Roma, 25 giu. (LaPresse) - "C'è un cocktail di fattori che potrebbe portare a varie soluzioni, compresa un'ulteriore spinta alla disintegrazione". In un'intervista al Corriere della Sera il ministro dell'Economia, Pier Carlo Padoan, commenta  i contraccolpi  del voto britannico.

"L'impensabile sta avvenendo. Si e' avviata una doppia reazione a Brexit, finanziaria e politica. Ma la reazione finanziaria, almeno finora, e' limitata. Mi preoccupa di piu' quella politica", dice il ministro per cui il crollo delle borse è "conseguenze dalle dimensioni compatibili con il funzionamento del mercato, sia pure sotto choc".

"Merita- aggiunge  altrettanta attenzione la reazione politica. Si levano voci dall'Olanda e da altri Paesi del Nord, oltre ovviamente a Marine Le Pen in Francia, che chiedono altri referendum per uscire dall'Europa". Per Padoan "la tendenza a pensare che le soluzioni nazionali funzionino meglio di quelle europee" e' giustificata in parte "dall'inadeguatezza delle istituzioni europee", "Ecofinì compreso", dove "prevale un atteggiamento quasi di 'business as usual': avanti come sempre. Ma la situazione che viviamo e' eccezionale. Dobbiamo ripensare le grandi priorità".

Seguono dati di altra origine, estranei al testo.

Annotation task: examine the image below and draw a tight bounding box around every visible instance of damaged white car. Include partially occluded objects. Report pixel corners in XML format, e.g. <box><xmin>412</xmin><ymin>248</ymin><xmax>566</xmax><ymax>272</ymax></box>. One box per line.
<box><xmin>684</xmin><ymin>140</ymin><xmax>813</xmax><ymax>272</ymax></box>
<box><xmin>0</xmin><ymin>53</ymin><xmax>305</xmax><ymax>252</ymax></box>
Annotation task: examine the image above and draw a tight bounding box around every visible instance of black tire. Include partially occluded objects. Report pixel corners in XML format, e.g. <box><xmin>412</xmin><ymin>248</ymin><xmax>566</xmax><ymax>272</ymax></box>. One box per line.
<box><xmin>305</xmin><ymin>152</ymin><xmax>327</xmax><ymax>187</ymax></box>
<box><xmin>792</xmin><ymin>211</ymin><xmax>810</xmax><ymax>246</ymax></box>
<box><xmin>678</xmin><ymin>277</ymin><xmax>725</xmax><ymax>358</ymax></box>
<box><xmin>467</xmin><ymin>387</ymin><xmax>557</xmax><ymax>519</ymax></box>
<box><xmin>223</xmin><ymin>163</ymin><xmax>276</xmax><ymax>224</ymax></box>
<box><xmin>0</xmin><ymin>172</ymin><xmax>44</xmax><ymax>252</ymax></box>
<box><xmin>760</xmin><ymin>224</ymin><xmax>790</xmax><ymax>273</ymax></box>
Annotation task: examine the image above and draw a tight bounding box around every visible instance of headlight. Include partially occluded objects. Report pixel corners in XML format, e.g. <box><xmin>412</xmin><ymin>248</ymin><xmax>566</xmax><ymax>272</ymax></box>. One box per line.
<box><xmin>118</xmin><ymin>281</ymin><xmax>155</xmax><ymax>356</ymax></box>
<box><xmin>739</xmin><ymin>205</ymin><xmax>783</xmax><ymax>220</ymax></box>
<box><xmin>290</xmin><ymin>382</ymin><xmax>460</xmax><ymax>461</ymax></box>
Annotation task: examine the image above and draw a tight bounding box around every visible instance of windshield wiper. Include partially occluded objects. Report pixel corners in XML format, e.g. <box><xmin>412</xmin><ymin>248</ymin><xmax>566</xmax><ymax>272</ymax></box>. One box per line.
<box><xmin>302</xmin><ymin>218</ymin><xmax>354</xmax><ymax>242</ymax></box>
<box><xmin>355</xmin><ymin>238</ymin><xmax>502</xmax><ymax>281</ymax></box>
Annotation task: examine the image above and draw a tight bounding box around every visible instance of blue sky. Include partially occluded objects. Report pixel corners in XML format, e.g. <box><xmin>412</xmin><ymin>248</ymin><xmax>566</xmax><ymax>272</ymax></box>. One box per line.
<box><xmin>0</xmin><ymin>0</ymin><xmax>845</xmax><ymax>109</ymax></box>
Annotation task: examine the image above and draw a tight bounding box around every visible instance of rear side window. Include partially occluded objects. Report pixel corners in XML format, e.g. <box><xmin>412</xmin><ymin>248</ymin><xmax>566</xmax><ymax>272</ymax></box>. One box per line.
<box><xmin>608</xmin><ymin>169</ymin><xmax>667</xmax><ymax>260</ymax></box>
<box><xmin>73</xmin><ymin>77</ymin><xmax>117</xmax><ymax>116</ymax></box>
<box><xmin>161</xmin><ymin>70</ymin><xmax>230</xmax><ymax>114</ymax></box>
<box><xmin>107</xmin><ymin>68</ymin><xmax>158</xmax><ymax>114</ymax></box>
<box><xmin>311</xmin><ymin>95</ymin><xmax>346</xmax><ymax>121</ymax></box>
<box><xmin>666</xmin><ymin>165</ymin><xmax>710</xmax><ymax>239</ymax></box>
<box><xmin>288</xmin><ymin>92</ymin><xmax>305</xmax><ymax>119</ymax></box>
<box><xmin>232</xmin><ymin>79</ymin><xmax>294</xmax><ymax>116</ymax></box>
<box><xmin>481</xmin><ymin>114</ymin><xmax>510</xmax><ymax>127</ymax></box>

E' il momento "di rilanciarla e di cambiarla", "l'Europa - dice il ministro - non può occuparsi solo di banche. Le stiamo stabilizzando, continueremo a farlo; ma dobbiamo occuparci anche dei cittadini. Perche' qui c'e' un problema di consenso sociale diffuso: bisogna che i cittadini ricomincino a pensare che l'Europa sia una buona idea".

Sul referendum costituzionale italiano, Padoan  dice che "in Italia il modo per battere il No e' spiegare perche' si fanno le riforme". "Mi impegno e mi impegnero' a far si' che gli italiani le approvino", aggiunge.